According to Ms. Gama, the UNFCCC process acknowledges gendered climate impacts and proposes gender-responsive climate actions. For example, the Paris Agreement recognizes gender and human rights as key considerations in all climate actions. UNFCCC Decision 23/CP18 promoted gender responsive action by making gender and climate change a standing item on the COP agenda of sessions. The UNFCCC secretariat is mandated to maintain information on the gender composition of constituted bodies established under the Convention and the Kyoto Protocol.

Additionally, Decision 18/CP20, the most celebrated Lima Work Programme on gender, established a two-year work programme for promoting gender balance and achieving gender-responsive climate policy to guide the effective participation of women in the bodies established under the UNFCCC. In Decision 21/CP22, the COP extended the Lima Work Programme..

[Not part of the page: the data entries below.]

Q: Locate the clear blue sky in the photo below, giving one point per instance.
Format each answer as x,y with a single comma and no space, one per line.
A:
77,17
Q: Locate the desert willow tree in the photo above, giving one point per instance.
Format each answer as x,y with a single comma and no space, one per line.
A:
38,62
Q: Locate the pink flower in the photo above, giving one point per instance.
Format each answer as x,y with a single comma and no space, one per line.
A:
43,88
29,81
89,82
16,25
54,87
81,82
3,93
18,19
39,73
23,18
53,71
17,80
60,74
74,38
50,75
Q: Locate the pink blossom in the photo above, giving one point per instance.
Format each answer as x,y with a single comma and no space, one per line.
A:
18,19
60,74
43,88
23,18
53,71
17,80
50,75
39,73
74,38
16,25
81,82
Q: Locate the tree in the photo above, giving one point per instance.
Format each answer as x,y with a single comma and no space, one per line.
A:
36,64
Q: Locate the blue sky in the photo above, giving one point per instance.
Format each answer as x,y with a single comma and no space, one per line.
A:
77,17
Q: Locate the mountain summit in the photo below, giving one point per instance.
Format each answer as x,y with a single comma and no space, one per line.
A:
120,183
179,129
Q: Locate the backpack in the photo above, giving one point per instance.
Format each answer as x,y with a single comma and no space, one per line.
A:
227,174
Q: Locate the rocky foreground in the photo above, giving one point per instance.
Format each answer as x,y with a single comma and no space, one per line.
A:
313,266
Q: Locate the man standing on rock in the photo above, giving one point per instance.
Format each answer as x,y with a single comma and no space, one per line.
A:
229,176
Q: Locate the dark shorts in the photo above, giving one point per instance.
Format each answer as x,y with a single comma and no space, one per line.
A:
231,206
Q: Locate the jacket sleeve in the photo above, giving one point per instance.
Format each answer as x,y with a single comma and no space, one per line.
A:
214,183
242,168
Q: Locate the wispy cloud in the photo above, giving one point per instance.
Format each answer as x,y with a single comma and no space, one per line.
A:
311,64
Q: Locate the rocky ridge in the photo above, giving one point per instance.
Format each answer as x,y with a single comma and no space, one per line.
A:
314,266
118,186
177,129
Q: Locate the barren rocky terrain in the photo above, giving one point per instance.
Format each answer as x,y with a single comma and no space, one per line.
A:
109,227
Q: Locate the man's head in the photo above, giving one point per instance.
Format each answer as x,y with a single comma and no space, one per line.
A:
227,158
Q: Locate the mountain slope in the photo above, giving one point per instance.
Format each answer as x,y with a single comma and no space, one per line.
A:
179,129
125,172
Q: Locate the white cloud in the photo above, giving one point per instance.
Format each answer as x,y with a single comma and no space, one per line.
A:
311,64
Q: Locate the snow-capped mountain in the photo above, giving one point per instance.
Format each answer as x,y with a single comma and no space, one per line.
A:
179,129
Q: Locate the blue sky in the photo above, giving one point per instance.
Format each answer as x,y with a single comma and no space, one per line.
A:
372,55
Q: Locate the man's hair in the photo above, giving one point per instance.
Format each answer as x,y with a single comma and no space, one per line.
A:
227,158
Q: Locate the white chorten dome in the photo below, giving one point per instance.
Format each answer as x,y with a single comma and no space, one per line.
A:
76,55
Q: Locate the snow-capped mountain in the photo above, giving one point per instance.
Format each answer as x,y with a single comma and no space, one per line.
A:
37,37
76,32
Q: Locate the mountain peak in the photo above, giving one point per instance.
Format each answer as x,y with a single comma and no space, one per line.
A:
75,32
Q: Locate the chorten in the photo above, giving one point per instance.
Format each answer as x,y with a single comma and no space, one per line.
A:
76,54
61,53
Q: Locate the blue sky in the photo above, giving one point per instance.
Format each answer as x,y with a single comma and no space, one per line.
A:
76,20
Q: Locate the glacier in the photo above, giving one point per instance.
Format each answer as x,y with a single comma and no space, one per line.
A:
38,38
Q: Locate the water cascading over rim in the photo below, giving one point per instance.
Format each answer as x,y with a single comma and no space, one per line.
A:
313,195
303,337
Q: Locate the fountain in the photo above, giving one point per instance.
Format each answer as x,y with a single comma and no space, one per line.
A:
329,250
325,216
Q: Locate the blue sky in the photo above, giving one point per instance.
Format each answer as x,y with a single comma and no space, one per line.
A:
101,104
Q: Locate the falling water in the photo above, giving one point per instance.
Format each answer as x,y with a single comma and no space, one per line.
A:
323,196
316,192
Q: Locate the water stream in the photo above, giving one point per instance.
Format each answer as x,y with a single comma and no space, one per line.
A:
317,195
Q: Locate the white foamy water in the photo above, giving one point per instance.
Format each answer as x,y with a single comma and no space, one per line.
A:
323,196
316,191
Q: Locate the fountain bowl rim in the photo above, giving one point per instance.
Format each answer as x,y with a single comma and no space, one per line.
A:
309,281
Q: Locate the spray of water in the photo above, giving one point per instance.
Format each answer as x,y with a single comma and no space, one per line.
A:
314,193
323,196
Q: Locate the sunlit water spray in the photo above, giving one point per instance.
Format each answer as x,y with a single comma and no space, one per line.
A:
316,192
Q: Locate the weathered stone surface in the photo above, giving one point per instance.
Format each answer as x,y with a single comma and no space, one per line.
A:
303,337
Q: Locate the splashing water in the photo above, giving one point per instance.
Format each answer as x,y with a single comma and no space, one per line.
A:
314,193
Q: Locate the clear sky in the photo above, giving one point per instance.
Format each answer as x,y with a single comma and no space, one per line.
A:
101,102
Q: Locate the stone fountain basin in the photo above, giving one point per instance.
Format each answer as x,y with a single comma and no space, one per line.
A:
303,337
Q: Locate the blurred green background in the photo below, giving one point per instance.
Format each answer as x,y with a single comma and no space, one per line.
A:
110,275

During COP23, the GAP, which calls for gender-responsive climate policy to be included in all climate-related activities and decisions as well as the “inclusion of women at all levels of UNFCCC processes,” was endorsed.   

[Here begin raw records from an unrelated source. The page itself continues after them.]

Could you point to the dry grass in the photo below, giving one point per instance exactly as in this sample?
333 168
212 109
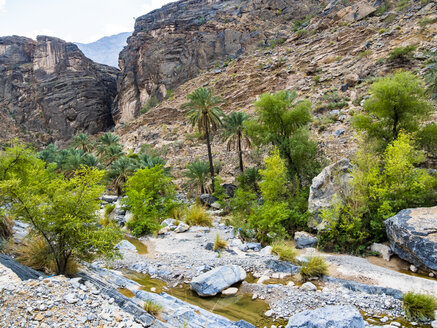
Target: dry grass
419 306
315 267
285 250
197 215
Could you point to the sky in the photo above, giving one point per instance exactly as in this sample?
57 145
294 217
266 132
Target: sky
82 21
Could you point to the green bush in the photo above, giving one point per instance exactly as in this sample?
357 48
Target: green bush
315 267
401 54
197 215
419 306
152 307
150 196
219 243
285 251
427 138
398 102
150 103
380 187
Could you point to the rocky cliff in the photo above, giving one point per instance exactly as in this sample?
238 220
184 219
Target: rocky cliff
50 91
173 44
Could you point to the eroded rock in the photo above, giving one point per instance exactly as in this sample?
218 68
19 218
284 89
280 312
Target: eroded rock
413 236
216 280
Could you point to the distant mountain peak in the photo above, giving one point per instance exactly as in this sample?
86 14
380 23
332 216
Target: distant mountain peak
105 50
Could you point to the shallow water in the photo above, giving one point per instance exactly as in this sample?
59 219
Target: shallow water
236 307
141 248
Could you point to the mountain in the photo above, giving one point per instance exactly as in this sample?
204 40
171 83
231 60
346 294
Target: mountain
106 49
171 45
50 91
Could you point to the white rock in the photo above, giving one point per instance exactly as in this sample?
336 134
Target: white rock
309 286
230 291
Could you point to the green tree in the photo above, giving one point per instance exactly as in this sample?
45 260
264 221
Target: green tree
235 133
61 211
431 76
151 196
283 122
269 218
398 102
205 113
197 172
119 171
83 142
380 187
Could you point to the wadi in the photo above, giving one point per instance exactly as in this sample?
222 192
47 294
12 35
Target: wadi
249 163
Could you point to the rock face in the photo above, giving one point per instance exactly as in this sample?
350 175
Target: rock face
413 236
214 281
325 186
171 45
343 316
51 91
106 49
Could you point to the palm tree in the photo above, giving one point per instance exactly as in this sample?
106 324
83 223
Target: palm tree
206 114
235 133
120 171
197 171
82 141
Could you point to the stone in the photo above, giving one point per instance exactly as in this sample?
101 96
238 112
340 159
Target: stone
254 246
383 250
325 187
171 45
109 198
125 245
68 93
304 239
230 291
182 227
207 199
266 251
412 234
338 316
214 281
309 286
339 132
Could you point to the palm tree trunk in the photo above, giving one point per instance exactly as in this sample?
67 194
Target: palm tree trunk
240 152
211 165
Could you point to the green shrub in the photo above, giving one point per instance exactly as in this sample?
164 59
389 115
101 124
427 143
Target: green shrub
285 251
34 252
152 102
152 307
151 196
427 138
401 54
219 243
380 187
197 215
398 102
315 267
419 306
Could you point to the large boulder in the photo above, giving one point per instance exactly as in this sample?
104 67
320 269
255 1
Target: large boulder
214 281
413 236
338 316
304 239
325 187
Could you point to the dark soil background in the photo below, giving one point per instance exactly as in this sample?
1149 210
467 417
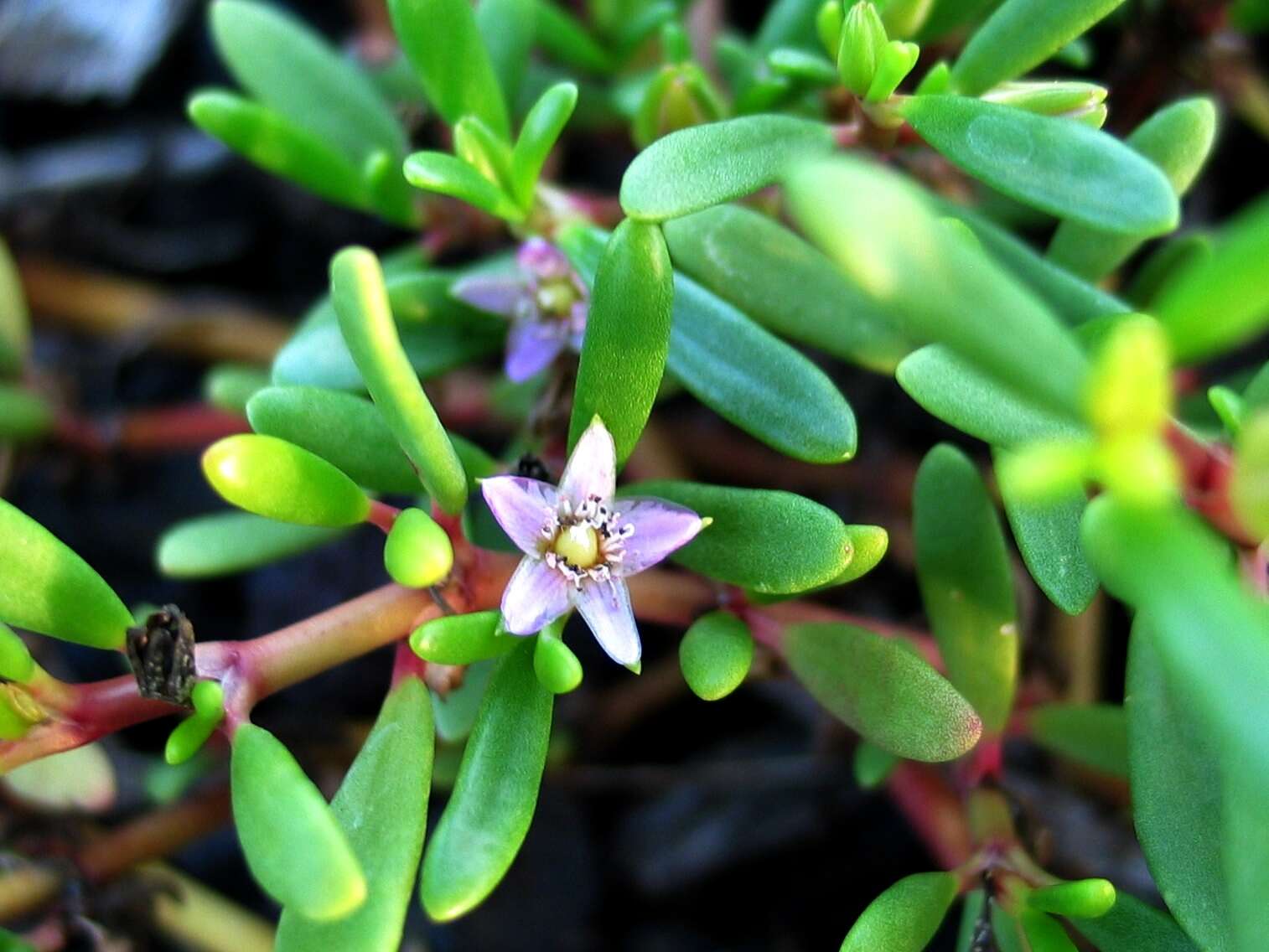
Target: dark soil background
691 826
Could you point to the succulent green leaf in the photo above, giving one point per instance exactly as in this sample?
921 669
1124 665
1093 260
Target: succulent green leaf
872 764
224 544
758 382
763 540
757 264
1049 537
883 234
1071 298
23 416
382 806
962 567
707 165
1177 138
556 665
1220 300
1019 36
295 73
14 316
291 838
478 145
365 321
49 589
1199 764
15 660
960 394
417 551
438 333
344 429
229 386
627 335
1059 167
560 34
1044 934
496 791
506 28
538 135
905 917
282 481
716 654
448 175
281 146
443 44
1085 899
462 639
882 690
188 737
1249 489
1131 925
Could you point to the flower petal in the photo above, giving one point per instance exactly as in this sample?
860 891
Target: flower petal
530 349
592 470
607 608
535 597
542 259
522 507
659 530
496 293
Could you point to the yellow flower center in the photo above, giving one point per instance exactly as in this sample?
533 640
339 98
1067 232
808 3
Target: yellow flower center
579 546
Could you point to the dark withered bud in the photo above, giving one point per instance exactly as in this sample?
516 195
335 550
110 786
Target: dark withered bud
162 654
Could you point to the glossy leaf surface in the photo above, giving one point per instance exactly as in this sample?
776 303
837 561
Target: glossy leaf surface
966 582
882 690
491 806
762 540
1059 167
444 46
760 266
707 165
382 806
368 329
1019 36
49 589
222 544
627 335
282 481
293 845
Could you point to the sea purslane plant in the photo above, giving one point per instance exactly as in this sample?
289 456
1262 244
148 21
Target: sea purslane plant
864 180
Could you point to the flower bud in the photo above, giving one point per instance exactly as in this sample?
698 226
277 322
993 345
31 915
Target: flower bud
863 37
827 26
417 551
895 62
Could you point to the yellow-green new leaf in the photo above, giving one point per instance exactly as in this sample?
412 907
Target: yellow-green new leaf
365 321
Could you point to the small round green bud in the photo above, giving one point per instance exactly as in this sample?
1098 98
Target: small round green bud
1081 899
716 654
278 480
417 551
188 737
556 665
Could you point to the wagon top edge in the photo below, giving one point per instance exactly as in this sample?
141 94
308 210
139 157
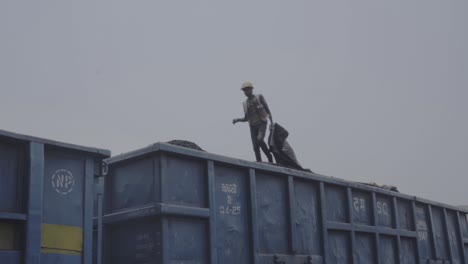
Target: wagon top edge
96 151
161 147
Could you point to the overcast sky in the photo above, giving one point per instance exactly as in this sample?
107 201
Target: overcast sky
369 90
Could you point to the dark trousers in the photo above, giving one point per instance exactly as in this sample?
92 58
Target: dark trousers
257 132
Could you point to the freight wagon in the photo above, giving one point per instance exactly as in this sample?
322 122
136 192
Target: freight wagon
167 204
46 200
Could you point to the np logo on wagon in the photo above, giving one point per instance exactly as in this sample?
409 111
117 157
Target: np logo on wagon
63 181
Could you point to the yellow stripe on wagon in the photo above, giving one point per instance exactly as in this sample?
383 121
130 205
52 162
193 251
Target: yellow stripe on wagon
61 239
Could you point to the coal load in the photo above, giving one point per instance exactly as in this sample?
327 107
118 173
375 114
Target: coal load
185 144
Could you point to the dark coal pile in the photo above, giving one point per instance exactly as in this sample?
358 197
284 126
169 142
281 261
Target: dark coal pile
386 187
288 167
185 144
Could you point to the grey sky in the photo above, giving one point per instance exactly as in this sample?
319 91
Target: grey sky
370 90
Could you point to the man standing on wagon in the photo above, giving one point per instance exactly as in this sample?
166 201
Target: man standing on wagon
257 114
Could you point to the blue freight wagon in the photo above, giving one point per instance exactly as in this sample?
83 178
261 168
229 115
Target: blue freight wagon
46 200
172 205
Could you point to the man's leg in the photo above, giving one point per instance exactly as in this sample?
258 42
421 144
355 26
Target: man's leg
256 147
260 136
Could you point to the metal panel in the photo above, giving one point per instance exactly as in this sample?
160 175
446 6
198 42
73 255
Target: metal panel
244 212
365 248
232 215
308 223
8 234
187 183
464 225
362 213
408 251
63 189
272 213
440 234
135 242
337 206
10 257
453 236
10 178
405 215
388 250
188 241
385 213
339 245
131 185
33 226
424 232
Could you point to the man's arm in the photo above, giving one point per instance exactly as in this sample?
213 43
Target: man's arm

Ms. Achakpa highlighted a study that reviewed gender-responsiveness in climate change legislation and programs for six African countries (Nigeria, Ghana, Kenya, Tanzania, Uganda, and Ethiopia) and outlined seven steps as a minimum criteria for a gender-responsive climate change policy or strategy, including:

  1. Gender research and analysis must be evidence-based
  2. Positive social and gender norms
  3. Equal benefits to women and youth
  4. Participation of all groups
  5. Adaptation and mitigation actions respond to the need of vulnerable groups
  6. Strategic planning and implementation
  7. Monitoring and evaluation incorporates feedback from women and youth

Dr. Sophia Huyer, of Women in Global Science and Technology (WISAT) and CCAFS, presented tools and guidelines to mainstream gender into climate change actions, including the building blocks and entry points for gender-responsive, nationally determined contributions adopted from the United Nations Development Programme (UNDP). The building blocks include (a) national analysis and consultations that involve sectoral analyses, multi-stakeholder workshops, and consultations, and the development of sex-disaggregated data and indicators in the national policy and legal environment; (b) establishment of institutional frameworks and coordinated mechanisms to provide context and channels for the integration of gender into climate planning and policy processes and bodies; (c) alignment of policy/planning/national instruments such as National Adaptation Plans (NAPs), National Agricultural Mitigation Actions (NAMAs), Low Emissions Development (LEDs), and NDCs; and (d) the development of a monitoring system for key climate change sectors to monitor the results of gender mainstreaming and social co-benefits.

The entry points for integrating gender into climate change policy include (a) analyzing the national context for gender trends and sex-disaggregated data; (b) assessing institutional gender equality frameworks and coordination mechanisms; (c) integrating gender equality into climate change policy and planning; (d) engaging multiple stakeholders; (e) supporting capacity development; (f) monitoring and evaluation; and (g) gender responsive climate finance mechanisms.

Issues associated with integrating gender into climate change were discussed as was proposed steps forward:

  • Support the AWGGCC to become the think tank of gender and climate change at the African level to continue backstopping the African Group of negotiators (AGN) during negotiations.
  • Capacity building and training require urgent attention in Africa.
  • Parties require simplified guidelines to integrate gender into policy and decision making processes.
  • Women-specific, targeted interventions must be designed to bring more women into the decision-making process. However, we must go beyond numbers to make the participation of women meaningful.
  • Gender integration must help parties generate bankable projects to address gender diversity on the African continent.